To capitalize on their immunomodulatory function, MSCs were cotransplanted with pancreatic islets in some recent reports. Wang et al. harvested bone marrow-derived MSCs from three chronic pancreatitis patients who were scheduled to receive islet autotransplantation [48]. The islets were cotransplanted with MSCs via the portal vein. The authors reported that the procedure was safe. The patients had lower 12-month fasting glucose levels and a better quality of life compared with controls. Ishida and associates pretreated MSCs with inflammatory cytokines to enhance their immunomodulatory properties [49]. They cotransplanted these preactivated MSCs with pancreatic islets into the portal vein. The authors reported a remarkable improvement in graft survival with preconditioned MSCs but not naive MSCs.
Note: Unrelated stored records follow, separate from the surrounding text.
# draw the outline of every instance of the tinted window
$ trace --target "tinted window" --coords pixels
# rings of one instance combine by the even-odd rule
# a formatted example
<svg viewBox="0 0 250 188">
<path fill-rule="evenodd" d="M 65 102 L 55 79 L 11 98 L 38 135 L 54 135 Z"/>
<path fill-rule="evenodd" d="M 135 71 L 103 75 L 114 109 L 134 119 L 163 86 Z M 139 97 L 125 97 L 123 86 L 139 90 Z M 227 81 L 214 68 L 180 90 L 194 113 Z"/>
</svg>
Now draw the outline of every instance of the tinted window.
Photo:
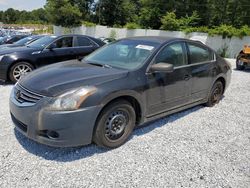
<svg viewBox="0 0 250 188">
<path fill-rule="evenodd" d="M 190 61 L 192 64 L 212 61 L 214 59 L 213 53 L 207 48 L 203 48 L 195 44 L 188 44 L 188 48 L 190 52 Z"/>
<path fill-rule="evenodd" d="M 25 37 L 17 42 L 15 42 L 15 44 L 17 45 L 25 45 L 27 42 L 31 41 L 32 37 Z"/>
<path fill-rule="evenodd" d="M 32 42 L 28 46 L 30 46 L 32 48 L 44 48 L 47 45 L 49 45 L 51 42 L 56 40 L 56 38 L 57 38 L 57 36 L 45 36 L 45 37 L 42 37 L 42 38 L 36 40 L 35 42 Z"/>
<path fill-rule="evenodd" d="M 186 65 L 186 52 L 184 43 L 174 43 L 166 46 L 157 55 L 155 63 L 169 63 L 174 67 Z"/>
<path fill-rule="evenodd" d="M 64 37 L 54 42 L 56 48 L 70 48 L 73 44 L 73 37 Z"/>
<path fill-rule="evenodd" d="M 133 70 L 143 65 L 158 46 L 154 42 L 124 39 L 100 48 L 84 60 L 88 63 Z"/>
<path fill-rule="evenodd" d="M 77 37 L 78 44 L 77 46 L 91 46 L 91 41 L 86 37 Z"/>
</svg>

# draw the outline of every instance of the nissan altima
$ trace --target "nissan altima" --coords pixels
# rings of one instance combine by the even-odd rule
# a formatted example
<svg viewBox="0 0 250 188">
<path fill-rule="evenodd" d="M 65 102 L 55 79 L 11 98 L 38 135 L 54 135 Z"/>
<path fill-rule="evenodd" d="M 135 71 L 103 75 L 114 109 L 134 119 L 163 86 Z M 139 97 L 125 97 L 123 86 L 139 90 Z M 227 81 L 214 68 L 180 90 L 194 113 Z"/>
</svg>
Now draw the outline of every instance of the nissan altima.
<svg viewBox="0 0 250 188">
<path fill-rule="evenodd" d="M 127 38 L 81 63 L 63 62 L 21 78 L 10 113 L 18 131 L 42 144 L 115 148 L 145 122 L 199 104 L 214 106 L 230 79 L 230 65 L 200 42 Z"/>
</svg>

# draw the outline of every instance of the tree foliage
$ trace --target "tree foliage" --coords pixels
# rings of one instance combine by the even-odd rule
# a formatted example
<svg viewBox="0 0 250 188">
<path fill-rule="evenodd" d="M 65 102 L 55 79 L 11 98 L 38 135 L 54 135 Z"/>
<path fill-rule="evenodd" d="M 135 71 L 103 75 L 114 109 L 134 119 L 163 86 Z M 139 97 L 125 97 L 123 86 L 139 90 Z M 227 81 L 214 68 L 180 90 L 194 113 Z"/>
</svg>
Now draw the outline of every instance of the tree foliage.
<svg viewBox="0 0 250 188">
<path fill-rule="evenodd" d="M 62 27 L 81 25 L 82 13 L 78 6 L 70 0 L 47 0 L 45 10 L 52 24 Z"/>
</svg>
Differentiated MSCs and diabetes
On a different note, evidence has shown that under certain culture conditions, MSCs can form cells that do not belong to a mesodermal lineage [50, 51]. As early as 2004, the successful differentiation of murine bone marrow-derived MSCs (BM-MSCs) into insulin-producing cells was reported by three investigators [52,53,54]. These early observations were reproduced by using adipose tissue-derived MSCs (AT-MSCs) [55, 56]. These early findings were challenged [57,58,59]. It was suggested that insulin from the culture media could be absorbed by and sequestered in these cells [60]. Gabr et al. [61] provided a final proof of concept. These investigators differentiated human BM-MSCs into IPCs. In their study, all the required criteria for the successful production of IPCs were met [62]. These findings were later confirmed by several studies [63,64,65,66]. While bone marrow and adipose tissue are the most studied, other sources for the differentiation of MSCs into IPCs were also reported. These include umbilical cord [67] amniotic fluid [68], Wharton’s jelly [69], and dental pulp [70]. Stored umbilical cord-derived MSCs can serve as an autologous source for their donors in case of future need. Recently, there has been increasing interest in the use of Wharton's jelly-derived MSCs to generate IPCs [71]. These cells have a high replication capacity without observed senescence for up to 80 population doublings [72].
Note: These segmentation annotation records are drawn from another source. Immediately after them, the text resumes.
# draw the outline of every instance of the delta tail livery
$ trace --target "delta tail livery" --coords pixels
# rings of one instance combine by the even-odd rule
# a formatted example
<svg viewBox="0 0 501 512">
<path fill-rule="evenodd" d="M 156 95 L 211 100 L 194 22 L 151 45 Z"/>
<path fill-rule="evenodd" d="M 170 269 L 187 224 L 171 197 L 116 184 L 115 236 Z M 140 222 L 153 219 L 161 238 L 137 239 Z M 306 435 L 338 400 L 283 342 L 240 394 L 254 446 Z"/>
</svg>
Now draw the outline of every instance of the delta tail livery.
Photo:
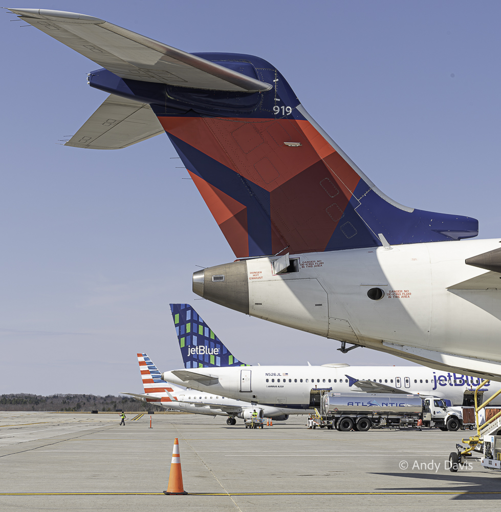
<svg viewBox="0 0 501 512">
<path fill-rule="evenodd" d="M 189 304 L 171 304 L 176 332 L 180 326 L 175 311 L 190 311 L 193 322 L 194 310 Z M 201 321 L 201 322 L 203 322 Z M 192 330 L 198 330 L 195 322 Z M 205 323 L 211 333 L 210 328 Z M 215 336 L 215 335 L 214 335 Z M 315 407 L 317 395 L 312 389 L 332 388 L 335 393 L 366 392 L 370 393 L 395 393 L 435 396 L 450 401 L 453 405 L 472 405 L 473 392 L 481 381 L 478 377 L 462 374 L 442 373 L 419 366 L 349 366 L 343 363 L 321 366 L 246 366 L 245 368 L 223 367 L 210 361 L 203 366 L 200 359 L 189 351 L 192 338 L 178 335 L 186 369 L 165 372 L 162 378 L 181 386 L 233 398 L 241 398 L 255 402 L 259 407 L 279 406 L 289 413 L 309 413 Z M 221 349 L 228 349 L 219 338 Z M 199 343 L 197 339 L 196 343 Z M 480 392 L 484 400 L 499 389 L 499 384 L 491 382 Z M 364 399 L 361 393 L 360 400 Z M 367 399 L 365 399 L 366 400 Z M 493 403 L 501 403 L 501 397 Z"/>
<path fill-rule="evenodd" d="M 254 404 L 249 402 L 221 396 L 210 391 L 203 393 L 173 386 L 162 379 L 160 372 L 147 354 L 138 354 L 138 360 L 144 393 L 122 392 L 123 395 L 129 395 L 148 403 L 175 411 L 212 416 L 226 416 L 226 423 L 228 425 L 235 424 L 236 418 L 244 420 L 250 418 L 256 408 Z M 273 418 L 281 421 L 289 417 L 281 409 L 277 407 L 261 407 L 258 409 L 262 418 Z"/>
<path fill-rule="evenodd" d="M 88 82 L 110 96 L 66 145 L 118 149 L 167 133 L 238 260 L 195 272 L 195 293 L 501 380 L 500 240 L 463 240 L 478 234 L 475 219 L 387 197 L 273 66 L 187 53 L 85 14 L 11 10 L 102 67 Z"/>
</svg>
The reported results of allogenic immune responses following the transplantation of MSC-derived IPCs are controversial [30]. Transplantation of IPCs derived from human MSCs into humanized mice can provide evidence. Such an experiment was carried out in our laboratory, and the results were recently published [73]. Allogeneic IPCs derived from hAT-MSCs were transplanted into STZ-diabetic humanized mice (NOG-EXL mice, Taconic, Bioscience, Rensselaer, NY, USA). Collectively, the results of this study confirmed that the transplantation of allogeneic hAT-MSCs into diabetic humanized mice normalized their blood sugar levels. An allogeneic immune response was not detected. Differentiated IPCs accounted for only ~ 20% of the transplanted cells. It can be hypothesized that the undifferentiated population exerted an immunomodulatory effect. This suggestion is in line with the findings of Wu et al. [74], who reported that third-party undifferentiated MSCs improved the outcomes of islet transplantation in humanized diabetic mice. The results of this study suggest the potential implementation of cell therapy without immunosuppression, encapsulation, or genetic manipulations for insulin-dependent diabetic patients. However, to our knowledge, clinical trials using MSC-derived IPCs for the treatment of diabetes have not been reported.
Challenges and limitations of stem cell therapy for T1DM
IPCs derived from pluripotent stem cells face two important problems: allogeneic immune responses and their potential for tumorigenesis. Encapsulation within an immunoisolation device or the use of immunosuppression is necessary. Encapsulation has inherent drawbacks. Further refinements of the currently available encapsulation systems are required. Cell hypoxia must be avoided, and adequate vascularization ensured. The induced pericapsular fibrosis resulting from a foreign body tissue reaction must also be minimized. If these issues are not resolved, satisfactory and meaningful results of cell transplantation within an encapsulation device will be difficult to achieve. The lifelong need for immunosuppression has serious adverse side effects. Moreover, some utilized immunosuppressive agents are diabetogenic.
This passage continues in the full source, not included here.